Cara mostly keeps to herself, flirting with Dell, the woman who runs the technology for all her journeys, and sometimes visiting her family outside the prosperous city where she lives. And she hopes to keep to her work long enough to earn the status of a citizen. But all that changes when a trip goes wrong. And then so much more happens.

I liked how this book kept throwing me for a loop. I was never entirely sure what to expect from it as the plot develops and secrets continue to be revealed. I've been impatient this year with books that don't have enough story, and this was bursting with story. Story to fill a couple of worlds.

It would be tempting, I think, in a book about multiverses, to spend a lot of time looking at different permutations of how the world could go, but Johnson wisely focuses on just two, with references here are there to other possibilities. Her interest is more in how the existence of other worlds affects the people in the primary world of the book (Earth 1). Cara herself thinks a lot about what is essential to her identity across worlds (and sometimes makes wrong assumptions). But her life is mostly grounded in the book's primary world. For other characters, the other worlds are sources of knowledge or power. And for many, they just exist, not meaning much at all, because survival in their current world is enough to think about.
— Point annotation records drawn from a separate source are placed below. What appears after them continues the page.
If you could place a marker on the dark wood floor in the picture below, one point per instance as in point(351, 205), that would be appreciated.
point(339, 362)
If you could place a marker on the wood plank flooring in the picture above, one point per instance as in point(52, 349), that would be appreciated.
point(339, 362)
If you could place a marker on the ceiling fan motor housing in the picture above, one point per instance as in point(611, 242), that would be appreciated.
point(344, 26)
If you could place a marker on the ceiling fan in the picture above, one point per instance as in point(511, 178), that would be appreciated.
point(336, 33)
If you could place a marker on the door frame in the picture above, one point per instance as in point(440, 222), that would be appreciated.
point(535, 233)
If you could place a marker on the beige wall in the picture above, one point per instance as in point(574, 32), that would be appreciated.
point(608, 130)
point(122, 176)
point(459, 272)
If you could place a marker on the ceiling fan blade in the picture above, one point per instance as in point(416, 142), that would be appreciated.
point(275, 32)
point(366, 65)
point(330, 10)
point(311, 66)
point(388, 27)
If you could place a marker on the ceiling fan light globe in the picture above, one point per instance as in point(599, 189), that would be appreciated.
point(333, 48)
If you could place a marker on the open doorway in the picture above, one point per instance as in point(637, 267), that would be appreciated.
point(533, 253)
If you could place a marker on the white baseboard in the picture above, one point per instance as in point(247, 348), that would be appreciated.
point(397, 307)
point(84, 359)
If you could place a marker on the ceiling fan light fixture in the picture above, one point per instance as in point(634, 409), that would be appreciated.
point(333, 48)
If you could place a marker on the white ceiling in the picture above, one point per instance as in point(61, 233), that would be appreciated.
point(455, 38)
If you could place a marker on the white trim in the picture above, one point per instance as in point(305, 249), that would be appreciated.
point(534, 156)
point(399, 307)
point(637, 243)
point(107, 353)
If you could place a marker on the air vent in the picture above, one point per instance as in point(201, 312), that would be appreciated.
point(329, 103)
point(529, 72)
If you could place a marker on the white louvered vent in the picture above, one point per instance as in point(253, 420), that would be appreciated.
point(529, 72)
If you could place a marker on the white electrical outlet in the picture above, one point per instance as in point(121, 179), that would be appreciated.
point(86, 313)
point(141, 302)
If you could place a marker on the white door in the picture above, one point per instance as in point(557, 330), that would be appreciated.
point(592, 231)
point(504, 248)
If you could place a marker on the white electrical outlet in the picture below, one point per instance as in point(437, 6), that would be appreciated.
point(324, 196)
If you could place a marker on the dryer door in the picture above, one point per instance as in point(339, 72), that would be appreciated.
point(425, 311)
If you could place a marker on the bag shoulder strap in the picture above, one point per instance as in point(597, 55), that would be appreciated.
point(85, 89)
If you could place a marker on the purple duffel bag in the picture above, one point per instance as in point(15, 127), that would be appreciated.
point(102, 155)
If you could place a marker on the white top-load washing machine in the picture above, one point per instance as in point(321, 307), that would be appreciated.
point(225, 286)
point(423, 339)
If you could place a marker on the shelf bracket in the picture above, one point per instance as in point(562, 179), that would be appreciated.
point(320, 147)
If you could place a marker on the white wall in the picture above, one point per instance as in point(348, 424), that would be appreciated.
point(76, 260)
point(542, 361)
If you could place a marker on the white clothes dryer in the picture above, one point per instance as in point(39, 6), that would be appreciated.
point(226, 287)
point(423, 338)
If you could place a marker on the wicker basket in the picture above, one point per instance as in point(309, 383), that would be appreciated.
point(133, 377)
The book is very much interested in questions of class and power, and how they drive people's decisions and development. Because the science of the book only allows people to visit worlds that closely echo Earth 1, class tends to be fixed across books, although different individuals may have more or less power from one world to the next. Similarly, people tend to have relationships with the same people across worlds, although the nature of those relationships can vary. It's a little unsettling to see just how much is fixed between one world and another, although I supposed a really big difference in societal structure or character relationships would just cut a world off from being accessible.

At any rate, the point of this book is not the degree to which the multiverse theory works. It's more about the people existing in the multiverses and what they can and can't do about their situation. And watching how all that plays out is exciting.